Motivation
Either - if guards are unsupported
In for comprehensions over Either, there is no idiomatic way to short-circuit the expression to a Left if a predicate does not hold. The current way to do this in stdlib looks something like this:
for {
x <- getX
_ <- if (x % 2 == 0) Right(()) else Left("x must be even")
} yield x
This requires a dummy _ binding, a Right(()) to act as a ‘success sentinel’, which obfuscates the purpose of the expression and the predicate itself.
A clearer way to express this could look like:
for {
x <- getX
if x % 2 == 0 else "x must be even"
} yield x
Try - if guards produce non-descriptive failures
Guards are supported in for comprehensions over Try, as Try implements withFilter. So it is possible to write:
for{
x <- tryX
if x % 2 == 0
} yield x
However, they produce a generic Failure when the predicate is false:
Failure(NoSuchElementException("Predicate does not hold for x"))
This is a generic, non-descriptive error that gives the caller no information about which predicate failed or why. If the same if pred else error pattern were made available for Try a more informative failure could be returned, for example:
for {
x <- tryX
if x % 2 == 0 else IllegalArgumentException("x must be even")
} yield x
Background
In for-expressions, if (predicate) is desugared to .withFilter(predicate). withFilter is defined for collections, Option, and Try, but not for Either.
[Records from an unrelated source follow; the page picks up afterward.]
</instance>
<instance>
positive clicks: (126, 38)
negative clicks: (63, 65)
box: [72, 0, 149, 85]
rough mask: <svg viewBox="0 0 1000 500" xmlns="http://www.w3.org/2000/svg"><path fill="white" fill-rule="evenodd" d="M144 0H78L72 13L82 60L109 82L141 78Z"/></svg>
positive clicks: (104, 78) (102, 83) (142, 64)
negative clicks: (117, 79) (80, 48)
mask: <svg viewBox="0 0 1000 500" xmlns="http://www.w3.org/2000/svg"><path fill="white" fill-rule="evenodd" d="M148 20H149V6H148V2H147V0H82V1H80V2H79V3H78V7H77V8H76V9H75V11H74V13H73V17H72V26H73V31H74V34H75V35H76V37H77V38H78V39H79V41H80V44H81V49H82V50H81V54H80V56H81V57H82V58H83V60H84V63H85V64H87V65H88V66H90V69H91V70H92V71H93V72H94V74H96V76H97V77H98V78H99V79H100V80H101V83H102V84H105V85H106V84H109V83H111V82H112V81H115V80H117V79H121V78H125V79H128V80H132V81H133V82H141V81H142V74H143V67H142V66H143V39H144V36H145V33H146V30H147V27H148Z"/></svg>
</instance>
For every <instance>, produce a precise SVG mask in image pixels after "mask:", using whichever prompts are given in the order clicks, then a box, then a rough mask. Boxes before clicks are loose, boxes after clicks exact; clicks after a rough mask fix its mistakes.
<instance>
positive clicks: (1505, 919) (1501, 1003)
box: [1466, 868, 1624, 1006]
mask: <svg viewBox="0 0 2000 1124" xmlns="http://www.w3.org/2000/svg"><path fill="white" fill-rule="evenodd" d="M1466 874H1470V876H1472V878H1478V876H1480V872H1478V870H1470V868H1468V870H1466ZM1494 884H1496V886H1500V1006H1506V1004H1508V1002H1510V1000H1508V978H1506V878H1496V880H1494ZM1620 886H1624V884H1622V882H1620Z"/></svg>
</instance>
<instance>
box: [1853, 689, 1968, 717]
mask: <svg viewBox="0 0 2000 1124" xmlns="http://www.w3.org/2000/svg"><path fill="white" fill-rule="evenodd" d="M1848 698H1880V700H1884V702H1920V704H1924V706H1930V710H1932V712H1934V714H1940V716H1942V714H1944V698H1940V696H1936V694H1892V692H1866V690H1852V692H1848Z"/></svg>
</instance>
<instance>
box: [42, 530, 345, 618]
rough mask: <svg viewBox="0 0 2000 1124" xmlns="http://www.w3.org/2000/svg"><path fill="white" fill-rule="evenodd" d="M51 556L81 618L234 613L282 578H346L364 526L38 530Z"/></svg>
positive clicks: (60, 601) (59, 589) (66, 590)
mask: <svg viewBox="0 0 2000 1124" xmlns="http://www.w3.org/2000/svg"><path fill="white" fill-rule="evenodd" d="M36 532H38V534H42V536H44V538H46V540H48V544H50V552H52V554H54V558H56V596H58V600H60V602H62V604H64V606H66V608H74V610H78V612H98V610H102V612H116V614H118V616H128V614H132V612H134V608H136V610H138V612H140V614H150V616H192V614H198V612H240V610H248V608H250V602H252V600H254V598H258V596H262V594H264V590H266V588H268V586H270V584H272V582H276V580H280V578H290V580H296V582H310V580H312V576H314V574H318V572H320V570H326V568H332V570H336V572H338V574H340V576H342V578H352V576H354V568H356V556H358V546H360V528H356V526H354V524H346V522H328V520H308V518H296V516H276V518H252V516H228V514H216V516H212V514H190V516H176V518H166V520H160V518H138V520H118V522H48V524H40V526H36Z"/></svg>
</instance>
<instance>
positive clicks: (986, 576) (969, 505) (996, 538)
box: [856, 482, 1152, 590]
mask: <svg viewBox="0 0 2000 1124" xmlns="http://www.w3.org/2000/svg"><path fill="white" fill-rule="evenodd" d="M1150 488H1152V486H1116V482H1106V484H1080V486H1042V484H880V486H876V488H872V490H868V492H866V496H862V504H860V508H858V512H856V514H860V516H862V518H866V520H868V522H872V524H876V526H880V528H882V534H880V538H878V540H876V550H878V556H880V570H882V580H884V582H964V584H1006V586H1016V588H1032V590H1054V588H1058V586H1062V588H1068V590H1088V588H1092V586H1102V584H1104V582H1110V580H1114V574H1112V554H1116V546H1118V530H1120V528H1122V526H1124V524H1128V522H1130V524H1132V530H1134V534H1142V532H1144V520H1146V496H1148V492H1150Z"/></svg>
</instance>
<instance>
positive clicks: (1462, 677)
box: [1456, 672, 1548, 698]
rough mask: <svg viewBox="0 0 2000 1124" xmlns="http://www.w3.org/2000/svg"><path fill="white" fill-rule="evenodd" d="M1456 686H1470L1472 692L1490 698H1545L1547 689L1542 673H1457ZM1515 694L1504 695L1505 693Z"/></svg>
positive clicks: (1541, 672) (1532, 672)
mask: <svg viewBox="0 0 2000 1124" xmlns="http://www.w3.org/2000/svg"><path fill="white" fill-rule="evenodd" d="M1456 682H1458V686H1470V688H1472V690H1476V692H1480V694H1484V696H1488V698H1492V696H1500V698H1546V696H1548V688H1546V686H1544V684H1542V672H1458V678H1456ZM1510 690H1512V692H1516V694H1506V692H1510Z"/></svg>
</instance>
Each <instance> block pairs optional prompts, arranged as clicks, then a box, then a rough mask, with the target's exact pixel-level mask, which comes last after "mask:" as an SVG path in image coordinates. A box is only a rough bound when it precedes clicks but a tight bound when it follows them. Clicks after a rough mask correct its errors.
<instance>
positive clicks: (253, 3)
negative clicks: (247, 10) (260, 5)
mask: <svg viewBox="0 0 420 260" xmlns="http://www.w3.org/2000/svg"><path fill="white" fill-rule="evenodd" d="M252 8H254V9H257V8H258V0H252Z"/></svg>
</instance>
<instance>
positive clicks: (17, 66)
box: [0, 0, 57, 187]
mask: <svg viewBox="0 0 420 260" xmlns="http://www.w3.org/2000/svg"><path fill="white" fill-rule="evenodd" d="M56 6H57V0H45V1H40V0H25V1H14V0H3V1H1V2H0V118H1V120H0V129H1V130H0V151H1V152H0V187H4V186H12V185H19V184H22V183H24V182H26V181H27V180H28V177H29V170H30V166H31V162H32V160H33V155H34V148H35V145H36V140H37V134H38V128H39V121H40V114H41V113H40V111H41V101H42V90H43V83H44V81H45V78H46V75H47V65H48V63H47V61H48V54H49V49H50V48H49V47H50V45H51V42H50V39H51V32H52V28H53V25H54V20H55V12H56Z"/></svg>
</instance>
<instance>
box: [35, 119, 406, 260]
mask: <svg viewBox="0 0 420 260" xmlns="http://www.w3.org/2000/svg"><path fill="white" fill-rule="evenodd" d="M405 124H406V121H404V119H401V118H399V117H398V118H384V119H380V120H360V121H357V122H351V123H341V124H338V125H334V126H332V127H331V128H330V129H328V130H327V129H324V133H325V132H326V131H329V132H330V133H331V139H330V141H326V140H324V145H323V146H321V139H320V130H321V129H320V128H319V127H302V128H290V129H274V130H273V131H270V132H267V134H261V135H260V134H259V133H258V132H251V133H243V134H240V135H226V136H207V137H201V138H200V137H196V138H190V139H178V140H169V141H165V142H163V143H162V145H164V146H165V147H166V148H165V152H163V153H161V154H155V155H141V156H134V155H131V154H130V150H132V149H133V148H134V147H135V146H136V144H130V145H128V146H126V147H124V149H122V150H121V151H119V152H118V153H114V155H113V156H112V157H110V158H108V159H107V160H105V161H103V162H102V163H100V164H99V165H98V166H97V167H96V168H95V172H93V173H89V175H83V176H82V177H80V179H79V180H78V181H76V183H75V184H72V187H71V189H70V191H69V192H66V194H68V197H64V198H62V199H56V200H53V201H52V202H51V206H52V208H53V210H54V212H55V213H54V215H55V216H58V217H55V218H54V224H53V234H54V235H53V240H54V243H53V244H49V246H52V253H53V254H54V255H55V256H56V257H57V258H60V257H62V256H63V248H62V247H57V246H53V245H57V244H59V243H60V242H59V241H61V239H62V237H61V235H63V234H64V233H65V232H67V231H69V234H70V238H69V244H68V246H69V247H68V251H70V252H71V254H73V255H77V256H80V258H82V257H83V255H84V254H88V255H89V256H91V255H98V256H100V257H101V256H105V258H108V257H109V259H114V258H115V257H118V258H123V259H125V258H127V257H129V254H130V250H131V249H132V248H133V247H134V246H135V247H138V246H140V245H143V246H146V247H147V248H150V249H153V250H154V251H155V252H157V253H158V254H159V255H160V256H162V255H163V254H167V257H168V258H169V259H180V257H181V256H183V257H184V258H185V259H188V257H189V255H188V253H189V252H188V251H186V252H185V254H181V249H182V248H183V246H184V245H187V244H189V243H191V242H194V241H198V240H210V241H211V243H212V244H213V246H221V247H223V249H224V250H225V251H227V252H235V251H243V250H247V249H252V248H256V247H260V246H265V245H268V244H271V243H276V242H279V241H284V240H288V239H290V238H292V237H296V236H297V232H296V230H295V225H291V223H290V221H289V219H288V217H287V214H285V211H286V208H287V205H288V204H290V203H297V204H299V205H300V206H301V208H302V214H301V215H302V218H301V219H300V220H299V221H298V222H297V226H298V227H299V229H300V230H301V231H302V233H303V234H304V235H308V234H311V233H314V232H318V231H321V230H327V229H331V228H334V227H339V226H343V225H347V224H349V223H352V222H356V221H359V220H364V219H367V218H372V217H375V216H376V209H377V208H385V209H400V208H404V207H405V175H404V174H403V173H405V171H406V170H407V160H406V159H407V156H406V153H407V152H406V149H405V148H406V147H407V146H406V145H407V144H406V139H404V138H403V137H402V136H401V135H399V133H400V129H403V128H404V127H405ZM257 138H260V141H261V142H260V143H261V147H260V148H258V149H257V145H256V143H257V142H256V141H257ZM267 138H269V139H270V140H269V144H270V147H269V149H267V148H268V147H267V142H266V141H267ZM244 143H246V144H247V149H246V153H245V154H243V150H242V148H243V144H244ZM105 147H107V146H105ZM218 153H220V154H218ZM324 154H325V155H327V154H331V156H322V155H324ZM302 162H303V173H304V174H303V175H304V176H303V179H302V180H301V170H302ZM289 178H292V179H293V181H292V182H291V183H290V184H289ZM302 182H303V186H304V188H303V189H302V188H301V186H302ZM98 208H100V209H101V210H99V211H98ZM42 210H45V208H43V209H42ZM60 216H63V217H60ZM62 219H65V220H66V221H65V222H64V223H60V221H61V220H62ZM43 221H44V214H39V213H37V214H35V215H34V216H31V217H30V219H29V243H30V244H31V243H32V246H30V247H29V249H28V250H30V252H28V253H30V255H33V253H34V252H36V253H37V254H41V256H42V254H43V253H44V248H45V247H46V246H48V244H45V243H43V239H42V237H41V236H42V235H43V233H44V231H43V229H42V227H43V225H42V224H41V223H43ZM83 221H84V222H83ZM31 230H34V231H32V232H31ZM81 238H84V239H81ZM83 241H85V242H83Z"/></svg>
Both Try and Either represent computations that can produce a failure. The key difference is that Try represents computations that may throw exceptions, capturing them as Throwable, while Either[L, R] supports custom error types L.
Therefore, Either cannot support withFilter because a predicate failure would require producing a value of type L, but withFilter has no context-independent way to construct such an L.
Meanwhile,withFilter on Try can only produce a generic Throwable, again because withFilter carries no information about what failure to produce when the predicate returns false.
Proposed improvement
Language change
The key change would be to extend the for comprehension grammar to allow if pred else error and define its desugaring to .withFilterOrElse(pred, error). The existing rule for if without an else would not need to change, making it backwards-compatible.
stdlib change
.withFilterOrElse(pred, error) would need to be defined on Either and Try in the stdlib. This could be implemented as follows for both:
// Either
def withFilterOrElse[A1 >: A](pred: B => Boolean, error: => A1): WithFilterOrElse[A1, B]
// Try
def withFilterOrElse(pred: T => Boolean, error: => Throwable): WithFilterOrElse[T]
In each case, the function returns a WithFilterOrElse object that supports map, flatMap, foreach, and withFilterOrElse, composed with filterOrElse(pred, error) to align with the existing WithFilter implementation and avoid intermediate allocations. For Try, it would also need to support the existing withFilter method.
For Either, filterOrElse already exists in stdlib, so WithFilterOrElse can delegate to it directly. For Try, an equivalent method would need to be added first:
def filterOrElse(pred: T => Boolean, error: => Throwable): Try[T] = this match{
case Success(t) if !pred(t) => Failure(error)
case _ => this
}
While this proposal is limited to stdlib’s Either and Try, the desugaring change would enable any type that defines .withFilterOrElse to use the if-else syntax in for comprehensions. For example, it would be a natural addition to the MonadError typeclass in Cats, or ZIO’s IO type.